Radiation energetics of inertial confinement fusion relevant wire-array z pinches

The scaling of the radiation power and energy of z-pinch sources as a function of current and implosion time is of interest for z-pinch-driven, high-yield inertial confinement fusion applications [R.A. Vesey et al., Phys. Plasmas 14, 056302 (2007)]. Short implosion-time 20-mm diameter, 300-wire tungsten arrays maintain high peak x-ray powers on the 20 MA, 100-ns Z pulsed-power facility despite a reduction in peak current from 19 to 13 MA. The implosion kinetic energy is estimated using multiple diagnostics, including the first measurement of the imploding mass density profile of a wire- array z-pinch. The main radiation pulse (i.e., not including the late-time radiation) on tests with a 1-mm on-axis rod to limit the convergence may be explained solely by the kinetic energy flux. However, bare-axis tests require sub-mm convergence of the magnetic field and/or enhanced resistive heating. Sub-mm convergence is never seen in these arrays in the $\sim$450 eV x-ray emission characteristic of the peak of the blackbody emission.
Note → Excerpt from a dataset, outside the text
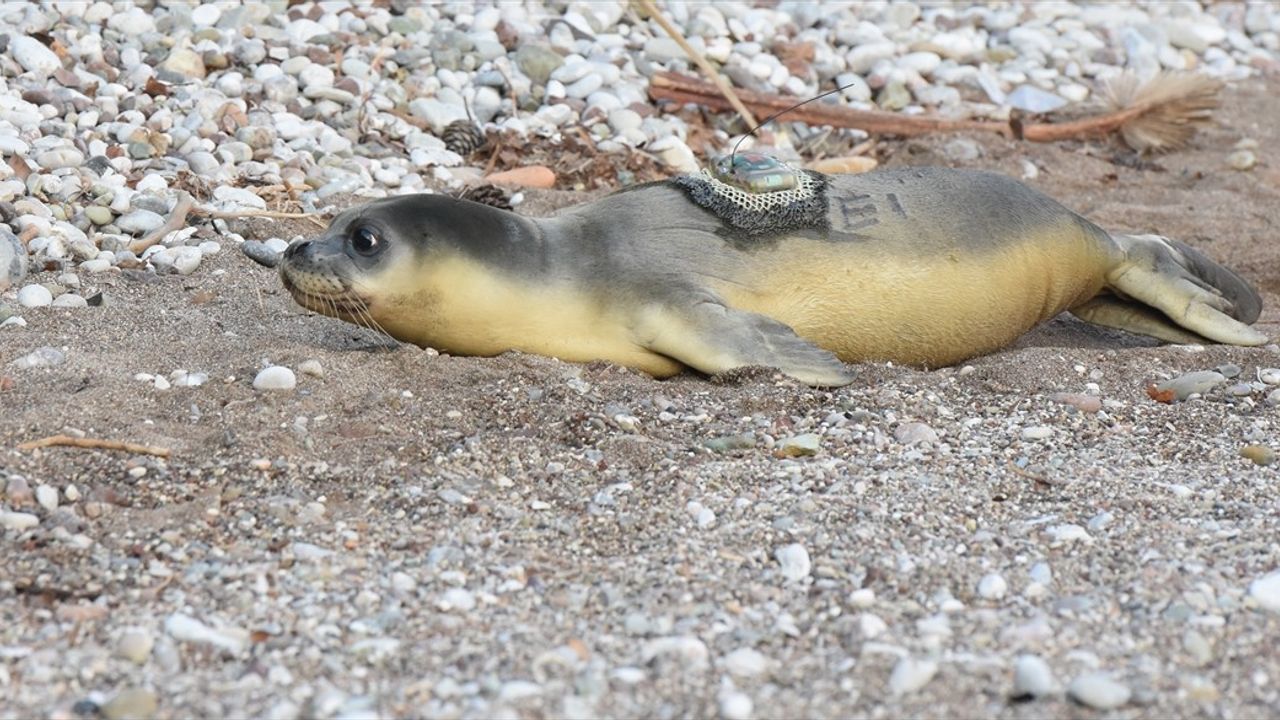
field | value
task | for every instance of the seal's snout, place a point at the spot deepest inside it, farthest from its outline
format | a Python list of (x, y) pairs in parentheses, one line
[(297, 249)]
Sub-mm widths are seen only in high- energy $>1$ keV emission diagnostics. The latter images are characteristic of the high-energy tail in the emission spectrum that accounts for a substantial fraction of the total radiated energy and appears to be associated with small-area, high- temperature sources. The radiography and imaging data discussed here are presently being used to provide strong constraints for simulations beyond just the radiated power and energy. In collaboration with: M.E. Cuneo, S.V. Lebedev (Imperial College), R.W. Lemke, E.M. Waisman, W.A. Stygar, B. Jones, M.C. Jones, J.L. Porter, and D.F. Wenger.